Leaves: Opposite, with 3 stalked leaflets (trifoliolate), palmately-veined; the long twining petioles are 5—9 cm long. Young leaves are often deep reddish-green and densely hairy, but at maturity become bright to dark green and glabrous above, lower surfaces are paler and slightly hairy. Leaflet blades are lanceolate to ovate, usually palmately lobed, and 3.5—9 cm long by 1.5—7.5 cm wide. Leaflet bases are rounded to slightly cordate, the apex tapers gradually to a sharply pointed (acuminate) tip, margins are entire near the base and coarsely toothed along the lobes.

Flowers: Unisexual, with male and female flowers usually on different vines (dioecious). The many showy white flowers are arranged in branched inflorescences (cymes), arising from the leaf axils. Flowers have 4 spreading white to creamy-white sepals, elliptic to oblanceolate, 6—10 mm long, and finely hair on the outer surface; petals are absent. Each flower of the inflorescence is stalked; the pedicels 1—2 cm long. Male flowers have numerous stamens on long filaments; female flowers have many pistils surrounded by a row of sterile stamens; the pistil has a superior ovary and a long style that becomes feathery and persistent in fruit.

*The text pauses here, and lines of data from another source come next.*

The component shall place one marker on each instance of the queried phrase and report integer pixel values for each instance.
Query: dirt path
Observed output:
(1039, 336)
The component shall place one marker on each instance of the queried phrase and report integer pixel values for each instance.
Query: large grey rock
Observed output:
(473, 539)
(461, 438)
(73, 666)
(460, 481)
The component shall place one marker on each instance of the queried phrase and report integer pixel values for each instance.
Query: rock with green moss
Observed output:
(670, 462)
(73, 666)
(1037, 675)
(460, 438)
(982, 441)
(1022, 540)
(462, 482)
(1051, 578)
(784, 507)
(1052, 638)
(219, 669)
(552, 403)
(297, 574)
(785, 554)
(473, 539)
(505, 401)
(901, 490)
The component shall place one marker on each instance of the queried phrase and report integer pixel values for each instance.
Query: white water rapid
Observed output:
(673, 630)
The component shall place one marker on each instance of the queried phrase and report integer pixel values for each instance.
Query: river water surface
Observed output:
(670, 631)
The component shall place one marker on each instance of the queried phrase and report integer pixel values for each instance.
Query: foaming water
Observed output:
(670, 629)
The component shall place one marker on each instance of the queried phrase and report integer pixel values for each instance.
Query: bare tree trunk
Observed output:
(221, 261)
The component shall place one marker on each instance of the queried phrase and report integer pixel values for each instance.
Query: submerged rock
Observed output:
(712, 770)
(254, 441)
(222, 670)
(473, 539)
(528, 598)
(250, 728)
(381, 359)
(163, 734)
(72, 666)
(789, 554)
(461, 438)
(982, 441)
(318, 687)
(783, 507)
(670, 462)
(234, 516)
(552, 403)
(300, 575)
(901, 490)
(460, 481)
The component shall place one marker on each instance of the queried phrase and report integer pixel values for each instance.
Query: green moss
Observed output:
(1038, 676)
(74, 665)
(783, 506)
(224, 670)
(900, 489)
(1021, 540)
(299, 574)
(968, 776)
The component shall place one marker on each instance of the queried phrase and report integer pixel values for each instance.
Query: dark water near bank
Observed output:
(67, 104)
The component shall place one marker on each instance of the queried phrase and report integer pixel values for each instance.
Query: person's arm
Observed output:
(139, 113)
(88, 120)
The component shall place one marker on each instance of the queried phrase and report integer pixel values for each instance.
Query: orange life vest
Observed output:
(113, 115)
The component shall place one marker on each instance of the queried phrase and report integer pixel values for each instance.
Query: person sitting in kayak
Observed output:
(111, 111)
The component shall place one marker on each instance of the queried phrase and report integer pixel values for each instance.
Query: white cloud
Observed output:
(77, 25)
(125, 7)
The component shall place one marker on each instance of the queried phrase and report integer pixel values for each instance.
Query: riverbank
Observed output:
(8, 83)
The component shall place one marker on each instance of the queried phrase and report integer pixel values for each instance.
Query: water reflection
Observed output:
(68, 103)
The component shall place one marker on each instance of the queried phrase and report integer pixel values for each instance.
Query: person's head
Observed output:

Flowers bloom from mid July to late August.

Fruit: In large rounded fluffy clusters of dry brown fruit (achenes), each terminating in a long feathery plume (persistent style), 2.5—4 cm long. Achene bodies are ovate, slightly hairy, and 2.5—3.5 mm long. Fruits mature in autumn and often persist into winter.

Habitat and Range: In thickets, clearings, and along forest edges, often climbing over shrubs or into the branches of trees. Virgin's bower is a temperate eastern North American species that occurs throughout the Algoma District, extending N to about 48° 30'N, as well as throughout southern and eastern Ontario; in northwestern Ontario, it occurs only around the Thunder Bay area (Soper & Heimburger 1985).

Similar Species: Purple clematis (Clematis occidentalis) is also native in northern Ontario; it can be recognized by its solitary nodding flowers, which have purple, pink, or bluish sepals, 3—5.5 cm long, and bloom in late spring (April-May). Purple clematis has a wider range in Ontario, extending westward nearly to the Manitoba border and north to about 51°N along the Moose River (Soper & Heimburger 1985).